Groß: Gutes Signal des Vereins Thioune Cheftrainer beim VfL Osnabrück: „Absolutes Privileg“

Führt ab sofort als etablierter Chefcoach die Regie beim VfL: Daniel Thioune. Foto: KemmeFührt ab sofort als etablierter Chefcoach die Regie beim VfL: Daniel Thioune. Foto: Kemme

Osnabrück. Was sich zu Beginn der Woche andeutete, ist nun offiziell: Daniel Thioune steigt vom Interimstrainer zum Chefcoach des Fußball-Drittligisten VfL Osnabrück auf. Der 43-Jährige erhält einen Vertrag bis zum Saisonende, auch sein Assistent Merlin Polzin bleibt an Bord.

Was sagt der neue Cheftrainer? „Ich freue mich riesig. Das ist ein absolutes Privileg, ich bin stolz darauf“, sagte Thioune am Mittwoch nach dem Training. Der Fußball-Lehrer hatte das Amt Anfang Oktober interimsweise von Joe Enochs übernommen. Seither holte die Elf in vier Liga-Spielen zwar nur einen Sieg (4:0 gegen Zwickau), zeigte aber – auch beim knappen Aus im DFB-Pokal gegen Nürnberg – meist gute Leistungen. Thioune hatte als Trainer der B-Junioren 2015 und der A-Junioren 2016 jeweils den Aufstieg in die Bundesliga geschafft.

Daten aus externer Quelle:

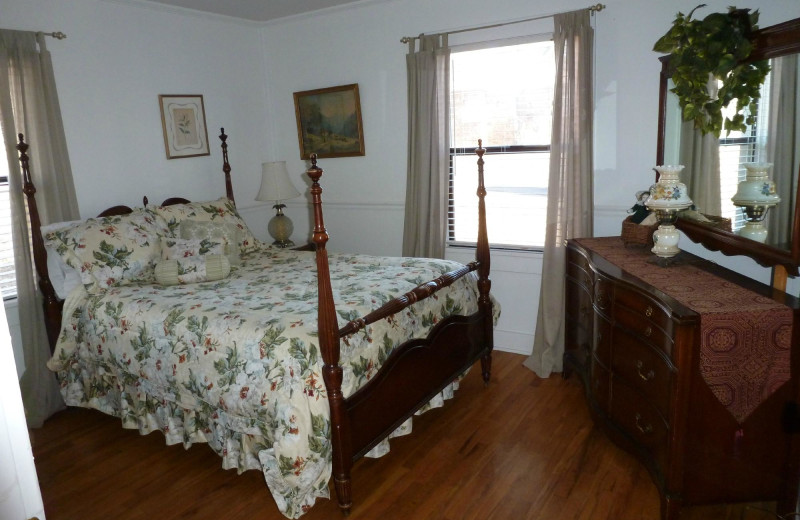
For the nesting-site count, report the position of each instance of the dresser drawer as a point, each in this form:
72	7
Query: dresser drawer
602	339
641	421
643	368
639	325
579	270
644	305
600	381
603	294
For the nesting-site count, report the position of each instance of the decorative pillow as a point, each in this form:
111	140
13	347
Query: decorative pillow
62	277
174	248
226	232
207	268
111	251
220	210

Wie begründete der Klub die Ernennung Thiounes zum Chefcoach? Zunächst gar nicht. Geschäftsführer Jürgen Wehlend war nach der Verkündung der Personalie per Mitteilung am Nachmittag für Rückfragen nicht zu erreichen. Am Donnerstag steigt aber eine Pressekonferenz zum Thema. Anders als zuletzt hat Thioune als Trainer nur einen Vertrag bis zum Saisonende erhalten. Joe Enochs war zuvor für drei Jahre vertraglich gebunden worden, ehe man ihn fünfeinhalb Monate später beurlaubte. Davor war Maik Walpurgis im Februar 2015 knapp zweieinhalb weitere Jahre verpflichtet und 177 Tage später entlassen worden. Kurios: Hätte Walpurgis keinen anderen Job angenommen und wäre der VfL 2016 oder 2017 aufgestiegen, würde der Vor-Vorgänger Thiounes wegen einer damals vereinbarten Option noch heute auf der Gehaltsliste des VfL stehen...

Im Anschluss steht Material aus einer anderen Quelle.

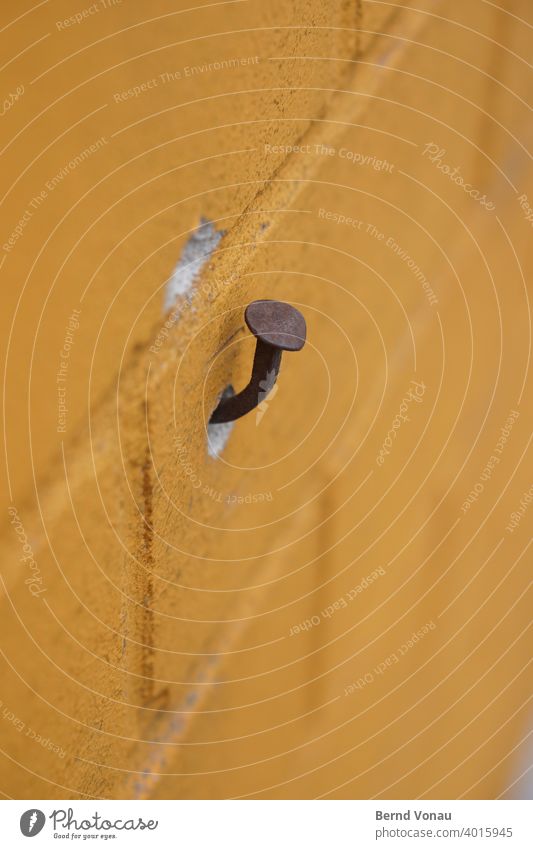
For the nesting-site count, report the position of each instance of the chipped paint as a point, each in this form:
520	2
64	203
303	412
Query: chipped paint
197	251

Wie hat die Mannschaft reagiert? „Es ist wichtig, Klarheit in der Trainerfrage zu haben – gut, dass der Verein hier ein Signal gesendet hat. Nun sind wir Fußballer in der Pflicht, weiter gute Leistungen zu zeigen und vor allem die nötigen Punkte zu holen“, sagt Kapitän Christian Groß. Die Profis sind am Mittwochmittag von VfL-Geschäftsführer Jürgen Wehlend über den Schritt unterrichtet worden. „Man hat zuletzt gesehen: Die Spielfreude war da und wir sind flexibler in unserem System geworden – in Abhängigkeit vom Gegner und von den Räumen, die wir bespielen wollen“, sagt Groß. Der Trend zeige in die richtige Richtung – nun gelte es, über den Feinschliff weitere Potenziale zu heben. „Die Detailarbeit braucht eben mehr als nur die zurückliegenden vier Wochen“, glaubt Groß.